The biggest news of all is probably the entry of LMP3 cars at selected rounds, including the Daytona 24 Hours. It’s no secret that the grids in IMSA are declining, and especially the LMP2 category has less and less, plus we will lose Porsche GTLM next year. LMP3 cars are very popular other places in the world, and IMSA has lacked a secondary category for newcomers since the LMPC category shut down a few years back.
You have to remember that DPi and LMP2 cars are almost doing the same pace, so there is a need for something a bit slower, and easier to drive, for drivers that never has raced a prototype before, but still wants to compete in the big races, that LMPC offered in years past.
IMSA underlines that this will be the new LMP3 cars, that were introduced in Europe for the 2020 season. Speed-wise, they are right in between the LMP2 and GTE cars in Europe, so they hopefully won’t interfere too much on those categories.
There will be a change to the points system, so the points that we know now will be 10x. So you will be awarded 350 points for a victory instead of 35. That has been made, so they can introduce points in the qualifying session. Some teams haven’t really tried going fast in the qualifying in the past, but focused more on the races themselves, since there was no reward for going fast in Qualifying. That will be changed from 2021, with points given from the “old” points scale, with 35 for the polesitter, 32 for number two etc etc.
The LMP2, LM3 and GTD cars will have a new qualifying format. That will be split into two segments, where the Am drivers will be out first. They will be running for the starting position for the race, and will have one set of tires to do so. Then all drivers will have to swap to the Pro driver, who will get a new set of tires, to go flat out. The Pro driver results will give the car the championship points. The GTLM and DPi qualifying sessions will remain unchanged.

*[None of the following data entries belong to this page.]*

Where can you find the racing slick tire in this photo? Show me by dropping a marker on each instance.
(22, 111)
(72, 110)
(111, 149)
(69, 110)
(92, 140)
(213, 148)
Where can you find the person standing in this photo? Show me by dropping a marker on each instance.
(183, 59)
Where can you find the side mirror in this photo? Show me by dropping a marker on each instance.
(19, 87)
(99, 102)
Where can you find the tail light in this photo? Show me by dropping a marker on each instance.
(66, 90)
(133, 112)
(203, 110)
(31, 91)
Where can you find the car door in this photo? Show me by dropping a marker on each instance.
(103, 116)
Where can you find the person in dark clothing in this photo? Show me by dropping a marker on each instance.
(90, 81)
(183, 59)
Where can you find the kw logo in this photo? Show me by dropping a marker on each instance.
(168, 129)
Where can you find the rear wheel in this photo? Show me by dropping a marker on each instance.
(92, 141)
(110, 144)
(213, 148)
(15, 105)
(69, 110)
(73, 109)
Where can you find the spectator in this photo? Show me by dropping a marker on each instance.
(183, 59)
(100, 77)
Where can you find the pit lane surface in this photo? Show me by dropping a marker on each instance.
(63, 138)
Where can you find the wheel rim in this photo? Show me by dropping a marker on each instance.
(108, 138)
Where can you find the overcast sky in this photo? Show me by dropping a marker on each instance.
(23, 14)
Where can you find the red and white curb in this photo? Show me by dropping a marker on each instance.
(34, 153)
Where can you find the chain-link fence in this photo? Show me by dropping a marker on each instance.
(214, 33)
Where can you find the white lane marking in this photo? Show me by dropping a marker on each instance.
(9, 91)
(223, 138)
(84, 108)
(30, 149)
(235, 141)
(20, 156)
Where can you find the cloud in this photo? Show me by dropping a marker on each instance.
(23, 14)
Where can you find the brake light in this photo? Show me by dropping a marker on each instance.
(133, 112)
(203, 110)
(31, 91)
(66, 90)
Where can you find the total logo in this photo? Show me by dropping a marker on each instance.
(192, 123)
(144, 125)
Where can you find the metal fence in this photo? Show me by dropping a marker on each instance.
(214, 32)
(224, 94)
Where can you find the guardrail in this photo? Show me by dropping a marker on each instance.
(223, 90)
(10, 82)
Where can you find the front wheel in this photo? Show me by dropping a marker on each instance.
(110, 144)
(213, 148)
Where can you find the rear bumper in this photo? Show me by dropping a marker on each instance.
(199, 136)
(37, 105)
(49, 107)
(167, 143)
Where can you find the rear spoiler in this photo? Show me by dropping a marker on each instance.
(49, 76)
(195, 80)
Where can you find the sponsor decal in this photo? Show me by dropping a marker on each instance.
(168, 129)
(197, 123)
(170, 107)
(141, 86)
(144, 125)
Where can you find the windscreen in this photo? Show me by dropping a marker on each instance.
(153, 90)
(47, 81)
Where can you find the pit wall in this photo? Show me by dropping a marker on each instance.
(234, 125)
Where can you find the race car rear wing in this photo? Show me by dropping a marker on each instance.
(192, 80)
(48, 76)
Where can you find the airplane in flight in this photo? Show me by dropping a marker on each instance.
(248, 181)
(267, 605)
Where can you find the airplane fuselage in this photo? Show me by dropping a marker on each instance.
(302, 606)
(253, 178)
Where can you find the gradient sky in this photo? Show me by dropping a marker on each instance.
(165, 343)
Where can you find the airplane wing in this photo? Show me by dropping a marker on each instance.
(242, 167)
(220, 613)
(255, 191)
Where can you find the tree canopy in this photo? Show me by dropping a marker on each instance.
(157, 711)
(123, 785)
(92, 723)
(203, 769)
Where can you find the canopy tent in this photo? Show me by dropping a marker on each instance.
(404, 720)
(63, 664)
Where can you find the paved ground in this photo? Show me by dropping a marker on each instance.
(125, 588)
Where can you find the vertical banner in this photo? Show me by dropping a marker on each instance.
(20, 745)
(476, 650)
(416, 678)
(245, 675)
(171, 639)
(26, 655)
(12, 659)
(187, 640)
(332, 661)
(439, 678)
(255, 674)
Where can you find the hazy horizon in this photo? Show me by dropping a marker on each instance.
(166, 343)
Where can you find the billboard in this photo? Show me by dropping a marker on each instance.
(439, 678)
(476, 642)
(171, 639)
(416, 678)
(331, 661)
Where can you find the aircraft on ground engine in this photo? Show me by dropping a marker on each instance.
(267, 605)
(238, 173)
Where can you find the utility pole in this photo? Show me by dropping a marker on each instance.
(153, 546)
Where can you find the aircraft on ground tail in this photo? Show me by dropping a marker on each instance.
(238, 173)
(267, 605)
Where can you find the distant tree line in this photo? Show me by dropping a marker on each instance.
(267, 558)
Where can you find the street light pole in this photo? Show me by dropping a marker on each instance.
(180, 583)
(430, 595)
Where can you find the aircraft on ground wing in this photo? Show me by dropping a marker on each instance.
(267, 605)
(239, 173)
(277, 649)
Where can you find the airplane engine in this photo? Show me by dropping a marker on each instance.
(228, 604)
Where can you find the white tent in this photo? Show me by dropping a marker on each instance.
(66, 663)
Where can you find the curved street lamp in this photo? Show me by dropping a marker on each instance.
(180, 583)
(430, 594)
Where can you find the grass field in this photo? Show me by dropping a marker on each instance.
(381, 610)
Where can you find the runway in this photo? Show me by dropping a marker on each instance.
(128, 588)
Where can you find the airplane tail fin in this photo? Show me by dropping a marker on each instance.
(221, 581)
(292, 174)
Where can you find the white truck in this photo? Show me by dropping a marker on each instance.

The schedule itself looks very much like the one we saw ahead of the 2020 season. The season starts at Daytona with the 24 hours race in January, before going to the 12 Hours of Sebring in March. Long Beach is back on the schedule in April, before the teams will go straight to WeatherTech Raceway Laguna Seca, which is located quite close to each other. That is a change, since it was scheduled to be an autumn race in 2020. The series continues in Mid-Ohio, Detroit, Watkins Glen, CTMP, Lime Rock Park, Road America, VIR and Petit Le Mans. Not all category will do all race, and there are differences in the rounds counting towards the sprint or endurance championships. LMP2 and LMP3 won’t score overall points for the championship at Daytona, but only for the Michelin Endurance Cup.
All this, of course, depends on the COVID-19 situation – but we have seen Daytona and Sebring events being run in 2020, so they should still be possible, even if there are issues in other areas of the USA. So unless everything goes in a much worse situation in Florida, there shouldn’t be any major issues before Long Beach, California in April.